For example searching for "current time on JavaScript" on Google, I get SO, MDN, and basically a lot of SEO spam sites. Same thing on Kagi https://kagi.com/search?q=current+time+in+JavaScript&r=au&sh... ends with an actually interesting blog on position 5, link to moment.js on GH, further down posts about accuracy and about the Temporal API proposal, etc.
Friendly reminder that google had this feature a decade ago then removed it. Hopefully someone in the C-Suite got a few back pats for that decision.
https://searchengineland.com/google-brings-back-blocking-sit...
Pinterest is a scourge on the modern web, worse than any other.
(I don't have a pinterest account, if that makes a difference.)
I wonder what possible logic there could be to not allow it? The only one I can think of is they don't want bridgading to create a wider system block but that seems easily enough to resolve.
At that point they would be bleeding ad revenue as all the nasty, fake, abusive, spammy websites would be insta blocked.
Imagine being able to add a list and all of a sudden half the SEO blogs are excluded from results. Assuming Google even allows it, they would then have to work even harder to find relevant content to your search query. They can't rely on throwing a huge wall of semi-relevant results that you have to wade through, generating ad impressions as you go along.

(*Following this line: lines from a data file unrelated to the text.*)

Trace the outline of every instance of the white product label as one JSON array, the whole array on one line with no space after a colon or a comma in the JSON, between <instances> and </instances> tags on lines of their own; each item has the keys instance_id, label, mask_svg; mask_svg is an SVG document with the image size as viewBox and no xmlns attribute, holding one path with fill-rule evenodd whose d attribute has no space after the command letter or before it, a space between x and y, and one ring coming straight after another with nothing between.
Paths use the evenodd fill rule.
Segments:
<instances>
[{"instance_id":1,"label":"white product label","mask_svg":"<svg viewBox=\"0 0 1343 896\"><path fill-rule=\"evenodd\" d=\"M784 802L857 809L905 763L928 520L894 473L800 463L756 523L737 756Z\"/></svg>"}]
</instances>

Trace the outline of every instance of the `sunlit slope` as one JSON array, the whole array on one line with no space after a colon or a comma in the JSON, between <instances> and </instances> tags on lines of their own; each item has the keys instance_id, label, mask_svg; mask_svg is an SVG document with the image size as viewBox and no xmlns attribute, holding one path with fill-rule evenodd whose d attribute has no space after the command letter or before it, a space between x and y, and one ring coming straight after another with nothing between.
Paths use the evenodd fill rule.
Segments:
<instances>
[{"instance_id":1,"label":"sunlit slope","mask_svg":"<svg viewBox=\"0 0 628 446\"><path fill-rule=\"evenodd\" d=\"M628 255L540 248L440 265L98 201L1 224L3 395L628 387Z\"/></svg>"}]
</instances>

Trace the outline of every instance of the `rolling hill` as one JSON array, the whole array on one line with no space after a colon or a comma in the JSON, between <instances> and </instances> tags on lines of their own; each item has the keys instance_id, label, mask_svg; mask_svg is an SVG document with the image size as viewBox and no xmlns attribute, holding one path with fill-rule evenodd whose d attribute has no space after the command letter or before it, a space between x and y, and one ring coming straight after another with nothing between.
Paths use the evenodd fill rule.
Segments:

I never got why these even ever appear in Google search results (or any search results, really). It feels like it would be super trivial to identify sites that are scraped copies of other sites. Granted, without foreknowledge, the engine doesn't know which is the original. But at the very least this can be determined by a human once, and then the problem goes away forever for that particular site.
OMG. Why doesn't Google filter out the likes of geeksforgeeks for instance? How is it possible that it always come before the genuine SO answer?
Even without offering the possibility to filter out a domain (which they had, and later removed), how does the ranking algorithm not see those horrible, zero value clones??
I can't tell you what they are, but there are probably internal Google incentives to filter and internal Google incentives to not filter, and the ones to not filter are probably stronger.
Almost all the interesting factual websites are not ad-monetized. The SO spam etc are all scraps of the factual websites with ads injected. If google simply deprioritized ad-supported websites the search results would be much cleaner, but the part of google that sells the ads on sites instead of in search results would throw a fit.
I run uBlock origin (of course), am extremely aware that geeksforgeeks exist and is utter shit, and yet I get fooled now and again, which makes me very angry at that website, Google, myself, and the world in general...
[0] - https://tecadmin.net/get-current-date-time-javascript/#:~:te...
I can't believe some people actually use the internet like that all the time.
The best kind of search engine is the kind that can read your mind (by inferring your intention or something)
Sure, I'd like Booleans to work again, and intitle:.
That said, Google could probably make an inferred search interpretation work well if they wanted to return results that were good for the user rather than return results that optimise their ad revenue.
Also the ability to promote high quality domains helps even more with this (though i have found one needs to be careful with pinning domains, as it can lead to irrelevant results being shown first because they have some if the same keywords).
> Time is an important part of our life and we cannot avoid it. In our daily routine, we need to know the current date or time frequently.
and
> Time, a measure of the passing of moments.
I get the same in Kagi clicking your link above.
Both the 1st and 3rd result is SO. 2nd result is MDM.
I’m confused, so what’s different between paid Kagi and free Google search then?
(Note: I’m not hating on Kagi, I’m just genuinely wanting to understand)
I get those in Google as well. But tbh, I don't care. If I'm looking for "current time in JavaScript", I don't care if the answer comes from stackoverflow or any of it's clones. It's not like I want to interact with that site somehow. I just want answers. If I want interaction, I obviously go to stackoverflow directly.
It might matter that I'm using Ad-blockers, so maybe if I didn't, those sites would feed me obnoxious popups and malware, but as it stands, I don't see any difference...
Btw, can you hide text preview on Kagi instead of removing the domain completely (in case you're not certain the website is garbage and sometimes want to check the results, but just want them less visible)?